Signed-off-by: Banana <mail@bananas-playground.net>
---
 README.md                     | 11 +++++++++--
 cleanup.pl                    |  1 +
 documentation/install.md      |  4 ++++
 documentation/requirements.md |  1 +
 fetch.pl                      |  4 ++--
 5 files changed, 17 insertions(+), 4 deletions(-)

diff --git a/README.md b/README.md
index 63f7657..04117d3 100644
--- a/README.md
+++ b/README.md
@@ -11,15 +11,22 @@ It starts with a given set of URL(s) and parses them for more
 URLs. Stores them and fetches them too.
 -> fetch.pl
 
-# Parse
+## Parse
 
 Each URL result (Stored result from the call) will be parsed
 for other URLs to follow.
 -> parse-results.pl
 
-# Cleanup
+## Cleanup
 
 After a run cleanup will gather all the unique Domains into
 a table. Removes URLs from the fetch table which are already
 enough.
 -> cleanup.pl
+
+# Ignores
+
+The table `url_to_ignore` does have a small amount of domains and part of domains which will be ignored.
+Adding a global SPAM list would be overkill.
+
+A good idea is to run it with a DNS filter, which has a good blocklist.

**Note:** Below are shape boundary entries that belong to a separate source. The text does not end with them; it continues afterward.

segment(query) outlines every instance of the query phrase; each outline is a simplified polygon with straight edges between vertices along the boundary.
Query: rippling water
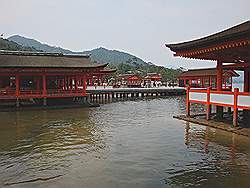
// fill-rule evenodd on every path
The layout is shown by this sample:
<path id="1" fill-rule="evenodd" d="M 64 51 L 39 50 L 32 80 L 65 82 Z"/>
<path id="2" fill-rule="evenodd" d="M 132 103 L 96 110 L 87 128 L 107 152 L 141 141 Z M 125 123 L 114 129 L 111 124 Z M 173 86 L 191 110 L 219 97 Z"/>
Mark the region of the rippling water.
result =
<path id="1" fill-rule="evenodd" d="M 0 187 L 249 187 L 250 139 L 173 119 L 184 97 L 0 113 Z"/>

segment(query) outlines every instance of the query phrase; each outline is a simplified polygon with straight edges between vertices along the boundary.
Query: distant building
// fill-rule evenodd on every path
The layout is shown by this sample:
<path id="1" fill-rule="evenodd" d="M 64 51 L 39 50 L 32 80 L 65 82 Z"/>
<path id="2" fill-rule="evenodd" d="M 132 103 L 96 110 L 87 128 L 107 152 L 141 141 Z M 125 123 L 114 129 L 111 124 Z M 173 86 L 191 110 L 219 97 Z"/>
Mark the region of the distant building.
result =
<path id="1" fill-rule="evenodd" d="M 87 80 L 115 71 L 107 65 L 92 63 L 89 55 L 0 50 L 0 104 L 86 101 Z"/>
<path id="2" fill-rule="evenodd" d="M 141 87 L 142 77 L 137 74 L 120 74 L 118 82 L 126 87 Z"/>
<path id="3" fill-rule="evenodd" d="M 144 79 L 150 81 L 161 81 L 162 77 L 161 74 L 158 73 L 147 73 Z"/>

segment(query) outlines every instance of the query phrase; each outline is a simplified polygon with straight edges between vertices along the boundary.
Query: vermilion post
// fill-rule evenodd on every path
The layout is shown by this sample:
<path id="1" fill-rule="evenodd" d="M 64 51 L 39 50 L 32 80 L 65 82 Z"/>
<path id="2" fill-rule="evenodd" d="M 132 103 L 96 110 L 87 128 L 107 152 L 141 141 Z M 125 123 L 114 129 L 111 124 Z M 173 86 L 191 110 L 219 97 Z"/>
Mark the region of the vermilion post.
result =
<path id="1" fill-rule="evenodd" d="M 83 96 L 87 95 L 86 89 L 87 89 L 87 80 L 86 80 L 86 77 L 83 77 L 83 91 L 82 91 Z"/>
<path id="2" fill-rule="evenodd" d="M 47 88 L 46 88 L 46 76 L 43 75 L 43 97 L 46 97 Z"/>
<path id="3" fill-rule="evenodd" d="M 189 92 L 190 92 L 190 87 L 187 87 L 187 93 L 186 93 L 186 115 L 190 117 L 190 102 L 189 102 Z"/>
<path id="4" fill-rule="evenodd" d="M 18 98 L 20 95 L 20 76 L 16 74 L 16 97 Z"/>
<path id="5" fill-rule="evenodd" d="M 234 89 L 234 113 L 233 113 L 234 127 L 238 126 L 238 95 L 239 95 L 239 88 L 235 88 Z"/>
<path id="6" fill-rule="evenodd" d="M 211 104 L 210 104 L 210 94 L 211 94 L 211 87 L 207 88 L 207 113 L 206 113 L 206 119 L 210 119 L 211 115 Z"/>
<path id="7" fill-rule="evenodd" d="M 222 74 L 223 74 L 223 63 L 217 61 L 217 91 L 222 91 Z M 223 118 L 223 107 L 216 107 L 216 114 L 219 119 Z"/>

diff --git a/cleanup.pl b/cleanup.pl
index 8562f60..d0f515a 100644
--- a/cleanup.pl
+++ b/cleanup.pl
@@ -104,6 +104,7 @@ while(my @row = $query->fetchrow_array) {
 	push(@toBeDeletedFromFetchAgain, $baseUrl);
 }
 $query->finish();
+
 sayYellow "Remove baseurls from url_to_fetch: ".scalar @toBeDeletedFromFetchAgain;
 $queryStr = "DELETE FROM url_to_fetch WHERE `baseurl` = ?";
 sayLog($queryStr) if $DEBUG;
diff --git a/documentation/install.md b/documentation/install.md
index b30abbe..53365d2 100644
--- a/documentation/install.md
+++ b/documentation/install.md
@@ -9,3 +9,7 @@ You need a MySQL installation and a user which can create a database.

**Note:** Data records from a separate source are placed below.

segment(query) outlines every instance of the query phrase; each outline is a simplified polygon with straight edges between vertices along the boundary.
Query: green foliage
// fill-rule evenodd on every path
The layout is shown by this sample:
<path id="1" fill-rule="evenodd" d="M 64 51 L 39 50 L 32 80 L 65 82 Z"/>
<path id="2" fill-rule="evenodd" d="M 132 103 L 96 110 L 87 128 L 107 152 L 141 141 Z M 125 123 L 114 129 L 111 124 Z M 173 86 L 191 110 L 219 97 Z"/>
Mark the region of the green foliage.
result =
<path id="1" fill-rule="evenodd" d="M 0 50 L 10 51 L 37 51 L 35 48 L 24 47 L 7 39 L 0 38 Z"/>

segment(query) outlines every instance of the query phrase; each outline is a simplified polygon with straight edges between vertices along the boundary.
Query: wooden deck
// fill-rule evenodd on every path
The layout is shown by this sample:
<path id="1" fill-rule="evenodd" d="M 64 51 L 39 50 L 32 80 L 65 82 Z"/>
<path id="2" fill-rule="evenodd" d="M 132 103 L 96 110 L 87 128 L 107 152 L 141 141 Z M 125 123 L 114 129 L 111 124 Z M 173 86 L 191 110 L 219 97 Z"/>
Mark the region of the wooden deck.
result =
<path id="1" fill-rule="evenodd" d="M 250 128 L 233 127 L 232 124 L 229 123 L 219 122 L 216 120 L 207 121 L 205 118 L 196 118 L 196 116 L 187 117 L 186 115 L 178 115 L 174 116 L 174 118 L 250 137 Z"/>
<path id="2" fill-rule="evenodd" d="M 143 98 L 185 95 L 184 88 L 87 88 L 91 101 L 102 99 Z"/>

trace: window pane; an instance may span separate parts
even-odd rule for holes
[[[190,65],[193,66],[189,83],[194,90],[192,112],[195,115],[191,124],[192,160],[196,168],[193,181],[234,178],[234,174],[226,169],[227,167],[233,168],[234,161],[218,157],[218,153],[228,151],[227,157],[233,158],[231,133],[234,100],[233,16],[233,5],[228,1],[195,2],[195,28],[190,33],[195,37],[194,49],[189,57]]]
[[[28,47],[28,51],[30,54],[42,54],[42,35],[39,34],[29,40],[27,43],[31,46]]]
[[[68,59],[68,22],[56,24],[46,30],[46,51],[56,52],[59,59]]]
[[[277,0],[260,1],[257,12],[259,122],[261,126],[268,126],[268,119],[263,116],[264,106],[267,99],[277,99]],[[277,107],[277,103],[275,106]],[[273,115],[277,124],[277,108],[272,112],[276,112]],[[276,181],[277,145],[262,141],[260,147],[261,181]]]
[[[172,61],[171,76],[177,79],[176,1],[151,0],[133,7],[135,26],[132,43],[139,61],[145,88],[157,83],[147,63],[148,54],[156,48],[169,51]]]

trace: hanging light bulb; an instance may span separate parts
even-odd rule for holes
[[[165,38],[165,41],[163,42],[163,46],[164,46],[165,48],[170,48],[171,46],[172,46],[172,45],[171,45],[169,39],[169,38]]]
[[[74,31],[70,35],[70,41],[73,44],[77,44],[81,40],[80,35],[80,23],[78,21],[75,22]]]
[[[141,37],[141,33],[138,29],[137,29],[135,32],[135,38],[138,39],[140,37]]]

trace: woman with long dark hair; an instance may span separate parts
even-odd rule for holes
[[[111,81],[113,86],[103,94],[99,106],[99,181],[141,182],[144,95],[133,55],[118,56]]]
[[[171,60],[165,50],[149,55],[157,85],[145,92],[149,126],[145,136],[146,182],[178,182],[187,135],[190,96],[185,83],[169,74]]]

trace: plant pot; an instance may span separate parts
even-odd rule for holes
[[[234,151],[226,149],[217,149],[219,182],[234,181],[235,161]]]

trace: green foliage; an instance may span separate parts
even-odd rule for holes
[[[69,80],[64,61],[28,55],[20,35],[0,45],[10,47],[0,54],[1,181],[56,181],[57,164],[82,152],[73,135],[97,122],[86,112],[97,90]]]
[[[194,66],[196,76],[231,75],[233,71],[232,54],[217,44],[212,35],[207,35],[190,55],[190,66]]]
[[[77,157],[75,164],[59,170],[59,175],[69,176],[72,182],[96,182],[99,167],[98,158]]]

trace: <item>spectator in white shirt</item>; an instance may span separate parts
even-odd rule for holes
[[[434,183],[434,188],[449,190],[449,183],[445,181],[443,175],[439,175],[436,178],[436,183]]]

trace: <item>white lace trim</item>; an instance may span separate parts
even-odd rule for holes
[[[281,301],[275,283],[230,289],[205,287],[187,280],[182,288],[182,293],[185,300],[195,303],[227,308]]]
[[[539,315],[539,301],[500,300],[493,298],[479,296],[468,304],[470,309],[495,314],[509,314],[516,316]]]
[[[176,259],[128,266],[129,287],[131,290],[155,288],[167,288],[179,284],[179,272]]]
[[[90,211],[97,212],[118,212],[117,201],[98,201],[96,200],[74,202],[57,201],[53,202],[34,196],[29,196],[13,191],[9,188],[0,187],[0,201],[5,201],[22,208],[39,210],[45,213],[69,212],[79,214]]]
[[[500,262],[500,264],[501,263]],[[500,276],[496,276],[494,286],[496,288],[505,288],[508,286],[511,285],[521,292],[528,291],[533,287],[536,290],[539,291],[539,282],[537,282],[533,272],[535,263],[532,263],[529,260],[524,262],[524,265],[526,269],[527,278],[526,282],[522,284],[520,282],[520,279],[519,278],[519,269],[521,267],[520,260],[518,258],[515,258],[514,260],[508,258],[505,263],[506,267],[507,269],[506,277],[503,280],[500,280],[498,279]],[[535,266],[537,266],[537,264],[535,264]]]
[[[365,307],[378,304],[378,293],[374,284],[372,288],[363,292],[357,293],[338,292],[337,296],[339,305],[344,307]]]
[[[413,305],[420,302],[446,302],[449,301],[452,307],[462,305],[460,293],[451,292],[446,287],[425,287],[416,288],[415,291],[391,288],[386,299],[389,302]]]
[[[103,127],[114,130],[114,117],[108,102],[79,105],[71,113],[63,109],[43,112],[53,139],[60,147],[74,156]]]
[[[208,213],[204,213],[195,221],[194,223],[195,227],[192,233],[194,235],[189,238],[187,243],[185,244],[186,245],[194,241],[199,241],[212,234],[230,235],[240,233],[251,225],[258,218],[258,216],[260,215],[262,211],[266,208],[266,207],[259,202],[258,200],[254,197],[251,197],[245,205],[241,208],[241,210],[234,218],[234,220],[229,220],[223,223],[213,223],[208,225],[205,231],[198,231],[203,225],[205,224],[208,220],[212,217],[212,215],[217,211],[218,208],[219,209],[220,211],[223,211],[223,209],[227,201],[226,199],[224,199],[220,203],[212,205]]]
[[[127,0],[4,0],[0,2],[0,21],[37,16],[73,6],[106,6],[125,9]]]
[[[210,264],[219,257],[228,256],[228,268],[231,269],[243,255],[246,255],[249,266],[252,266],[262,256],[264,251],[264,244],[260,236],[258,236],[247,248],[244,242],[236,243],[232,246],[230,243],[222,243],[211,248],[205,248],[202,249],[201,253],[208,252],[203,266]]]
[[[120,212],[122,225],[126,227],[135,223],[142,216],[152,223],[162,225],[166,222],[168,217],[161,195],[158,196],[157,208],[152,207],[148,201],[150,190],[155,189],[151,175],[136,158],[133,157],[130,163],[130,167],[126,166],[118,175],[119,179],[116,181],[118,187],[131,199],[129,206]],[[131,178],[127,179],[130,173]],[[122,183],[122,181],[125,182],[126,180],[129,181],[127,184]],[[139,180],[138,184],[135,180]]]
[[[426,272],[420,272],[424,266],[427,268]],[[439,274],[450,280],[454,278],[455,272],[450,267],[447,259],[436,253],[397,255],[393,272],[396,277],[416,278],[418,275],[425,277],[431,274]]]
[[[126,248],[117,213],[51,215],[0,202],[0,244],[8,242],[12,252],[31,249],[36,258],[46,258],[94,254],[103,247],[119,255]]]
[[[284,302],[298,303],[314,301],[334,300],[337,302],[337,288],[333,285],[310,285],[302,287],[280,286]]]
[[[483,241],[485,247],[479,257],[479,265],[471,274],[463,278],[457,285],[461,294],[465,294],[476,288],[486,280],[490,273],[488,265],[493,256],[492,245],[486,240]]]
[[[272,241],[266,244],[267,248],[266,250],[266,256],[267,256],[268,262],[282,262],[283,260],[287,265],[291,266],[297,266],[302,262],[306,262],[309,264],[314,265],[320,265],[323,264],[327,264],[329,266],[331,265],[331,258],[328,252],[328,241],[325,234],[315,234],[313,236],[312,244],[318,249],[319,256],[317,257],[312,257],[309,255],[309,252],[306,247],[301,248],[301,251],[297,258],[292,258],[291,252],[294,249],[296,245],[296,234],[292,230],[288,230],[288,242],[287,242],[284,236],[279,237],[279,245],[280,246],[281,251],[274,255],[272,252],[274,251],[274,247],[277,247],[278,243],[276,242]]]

 Use setup.sql to create the `aranea` database and its tables. `mysql --user=user -p < setup.sql`
 
 # Config
+
+Edit `config.txt`  at least to match the database server settings.
+
+Make sure the directory `storage` can be written.

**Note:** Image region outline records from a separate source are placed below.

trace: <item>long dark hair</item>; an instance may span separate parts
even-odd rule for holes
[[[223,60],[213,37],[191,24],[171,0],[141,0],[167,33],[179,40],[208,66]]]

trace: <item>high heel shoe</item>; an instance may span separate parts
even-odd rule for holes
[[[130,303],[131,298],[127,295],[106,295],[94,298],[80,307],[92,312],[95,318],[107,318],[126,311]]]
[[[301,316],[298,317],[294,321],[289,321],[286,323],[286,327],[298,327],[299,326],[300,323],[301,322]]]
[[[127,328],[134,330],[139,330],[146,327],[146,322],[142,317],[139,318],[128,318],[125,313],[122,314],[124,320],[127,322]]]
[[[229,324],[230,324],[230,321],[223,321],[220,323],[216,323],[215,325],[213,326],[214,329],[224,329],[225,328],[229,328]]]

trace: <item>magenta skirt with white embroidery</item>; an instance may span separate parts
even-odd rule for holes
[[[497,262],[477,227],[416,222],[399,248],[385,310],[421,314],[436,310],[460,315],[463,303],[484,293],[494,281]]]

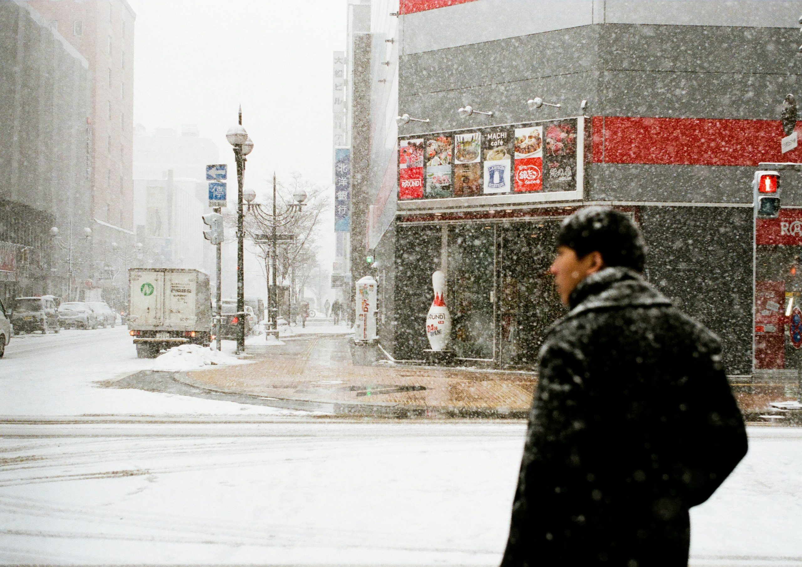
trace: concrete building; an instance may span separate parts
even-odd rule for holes
[[[370,77],[363,92],[354,79],[349,101],[352,206],[363,219],[352,223],[351,257],[354,281],[368,269],[359,259],[376,259],[388,352],[423,358],[431,273],[443,269],[457,358],[533,365],[564,313],[545,276],[559,221],[605,204],[640,225],[647,277],[719,334],[727,371],[752,372],[751,181],[760,162],[802,160],[780,152],[779,119],[785,95],[800,94],[802,2],[371,9]],[[530,108],[535,97],[561,106]],[[492,114],[460,118],[468,106]],[[358,133],[358,114],[369,119]],[[429,122],[397,127],[403,114]],[[506,153],[491,170],[494,149]],[[802,184],[786,181],[784,205],[802,205]]]
[[[134,21],[126,0],[30,0],[42,14],[83,55],[89,65],[91,111],[86,124],[91,140],[90,215],[95,283],[105,294],[123,293],[107,281],[112,243],[133,244]],[[120,282],[122,281],[120,280]]]
[[[24,2],[0,2],[0,298],[75,296],[93,268],[89,63]]]

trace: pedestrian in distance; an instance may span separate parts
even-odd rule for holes
[[[718,338],[642,274],[624,213],[562,223],[502,567],[686,567],[689,508],[747,452]]]
[[[331,304],[331,316],[334,319],[334,326],[340,324],[340,310],[342,310],[342,304],[340,303],[339,299],[334,299],[334,302]]]

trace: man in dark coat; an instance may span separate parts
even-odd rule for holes
[[[719,339],[645,281],[625,214],[566,219],[502,567],[687,565],[688,509],[747,452]]]

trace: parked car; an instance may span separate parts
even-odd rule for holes
[[[0,358],[6,354],[6,345],[11,341],[11,320],[6,306],[0,300]]]
[[[98,318],[83,302],[69,302],[59,306],[59,324],[65,329],[97,329]]]
[[[220,338],[237,340],[239,336],[239,318],[237,317],[237,300],[224,299],[222,302],[223,320],[220,324]],[[250,306],[245,306],[245,336],[253,332],[256,315]]]
[[[113,327],[117,324],[117,314],[106,302],[86,302],[86,304],[95,312],[98,322],[104,328]]]
[[[15,334],[42,331],[58,333],[59,315],[55,310],[56,298],[45,295],[38,298],[17,298],[11,311],[11,324]]]

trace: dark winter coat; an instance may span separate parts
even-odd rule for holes
[[[747,452],[719,340],[624,268],[570,307],[541,349],[501,565],[687,565],[688,508]]]

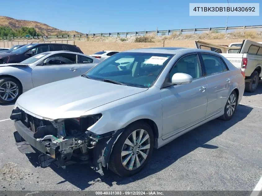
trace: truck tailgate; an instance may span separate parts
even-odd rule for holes
[[[243,54],[239,53],[221,53],[234,66],[239,68],[242,68],[242,59]]]

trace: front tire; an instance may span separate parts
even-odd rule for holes
[[[0,79],[0,103],[15,102],[22,93],[22,88],[16,80],[9,77]]]
[[[253,93],[257,88],[259,77],[258,73],[254,71],[250,76],[251,81],[250,82],[246,82],[245,90],[247,92]]]
[[[219,118],[224,120],[230,120],[233,117],[238,104],[238,97],[236,91],[233,92],[229,96],[224,109],[224,114]]]
[[[130,176],[139,172],[151,156],[154,136],[151,127],[143,121],[127,127],[114,145],[109,168],[120,176]]]

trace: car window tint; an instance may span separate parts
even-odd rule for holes
[[[78,55],[78,63],[91,63],[94,61],[91,58],[82,55]]]
[[[40,45],[38,47],[35,48],[35,50],[34,51],[35,51],[35,54],[38,54],[43,52],[48,52],[49,50],[49,46],[48,44],[45,44],[44,45]]]
[[[221,49],[219,48],[202,45],[200,46],[200,49],[206,50],[210,50],[211,51],[214,51],[217,53],[222,53],[222,51],[221,50]]]
[[[228,53],[237,53],[238,52],[239,49],[229,49]]]
[[[53,44],[52,45],[53,46],[53,50],[54,51],[59,51],[64,50],[63,45],[60,44]]]
[[[114,52],[109,52],[106,55],[109,56],[112,56],[113,54],[115,54]]]
[[[221,64],[222,65],[222,68],[223,68],[223,71],[226,71],[228,70],[227,67],[224,61],[221,59],[220,59],[220,62]]]
[[[71,52],[78,52],[79,51],[77,49],[76,47],[70,45],[64,45],[63,46],[64,48],[64,50],[69,50]]]
[[[171,82],[173,75],[176,73],[187,74],[191,76],[193,79],[201,77],[202,71],[198,55],[190,54],[179,60],[170,70],[168,81]]]
[[[259,49],[259,47],[255,46],[250,46],[248,51],[247,51],[247,54],[256,54],[256,53]]]
[[[44,65],[64,65],[75,64],[76,55],[70,54],[54,54],[45,59]]]
[[[201,55],[207,75],[219,73],[224,71],[220,58],[212,54],[202,54]]]
[[[259,55],[260,56],[262,56],[262,47],[259,47],[259,50],[258,50],[258,51],[257,52],[257,55]]]
[[[105,53],[106,52],[105,52],[104,51],[100,51],[100,52],[96,52],[95,53],[94,53],[94,54],[103,54]]]

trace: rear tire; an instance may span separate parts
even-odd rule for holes
[[[9,77],[0,79],[0,103],[15,102],[21,94],[22,87],[17,81]]]
[[[236,91],[233,90],[228,99],[224,108],[224,114],[219,118],[224,120],[230,120],[233,117],[237,109],[238,97]]]
[[[142,121],[131,124],[114,146],[109,160],[109,168],[120,176],[133,175],[148,162],[153,146],[154,136],[150,126]]]
[[[245,90],[247,92],[253,93],[255,91],[258,84],[259,80],[258,73],[256,71],[254,71],[250,76],[251,81],[250,82],[246,82]]]

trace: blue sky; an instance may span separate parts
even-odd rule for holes
[[[261,0],[229,0],[259,3]],[[34,20],[65,30],[105,33],[223,27],[226,16],[189,16],[189,3],[226,3],[227,0],[1,1],[0,15]],[[260,5],[262,5],[260,3]],[[228,26],[262,25],[260,16],[229,16]]]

diff --git a/documentation/requirements.md b/documentation/requirements.md
index 0d14f66..e512394 100644
--- a/documentation/requirements.md
+++ b/documentation/requirements.md
@@ -5,3 +5,4 @@ Tested with a MySQL server 8.+
 # Perl modules
 
 + [ConfigRead::Simple](https://metacpan.org/pod/ConfigReader::Simple)
++ [Data::Validate::URI](https://metacpan.org/pod/Data::Validate::URI)
diff --git a/fetch.pl b/fetch.pl
index c59c4db..d9fa7d2 100644
--- a/fetch.pl
+++ b/fetch.pl
@@ -51,7 +51,7 @@ die "failed to connect to MySQL database:DBI->errstr()" unless($dbh);
 my %urlsToFetch;
 my $query = $dbh->prepare("SELECT `id`, `url`
 							FROM `url_to_fetch`
-							WHERE `last_fetched` < NOW() - INTERVAL 1 WEEK
+							WHERE `last_fetched` < NOW() - INTERVAL 1 MONTH
 								OR `last_fetched` IS NULL
 								AND `fetch_failed` = 0
 							LIMIT ".$config->get("FETCH_URLS_PER_RUN"));
@@ -89,7 +89,7 @@ while ( my ($id, $url) = each %urlsToFetch ) {
 			push(@urlsFailed, $id);
 			next;
 		}
-		open(my $fh, '>', "storage/$id.result") or die "Could not open file 'storage/$id.result' $!";
+		open(my $fh, '>:encoding(UTF-8)', "storage/$id.result") or die "Could not open file 'storage/$id.result' $!";
 		print $fh $res->decoded_content();
 		close($fh);
 		push(@urlsFetched, $id);
-- 
2.39.5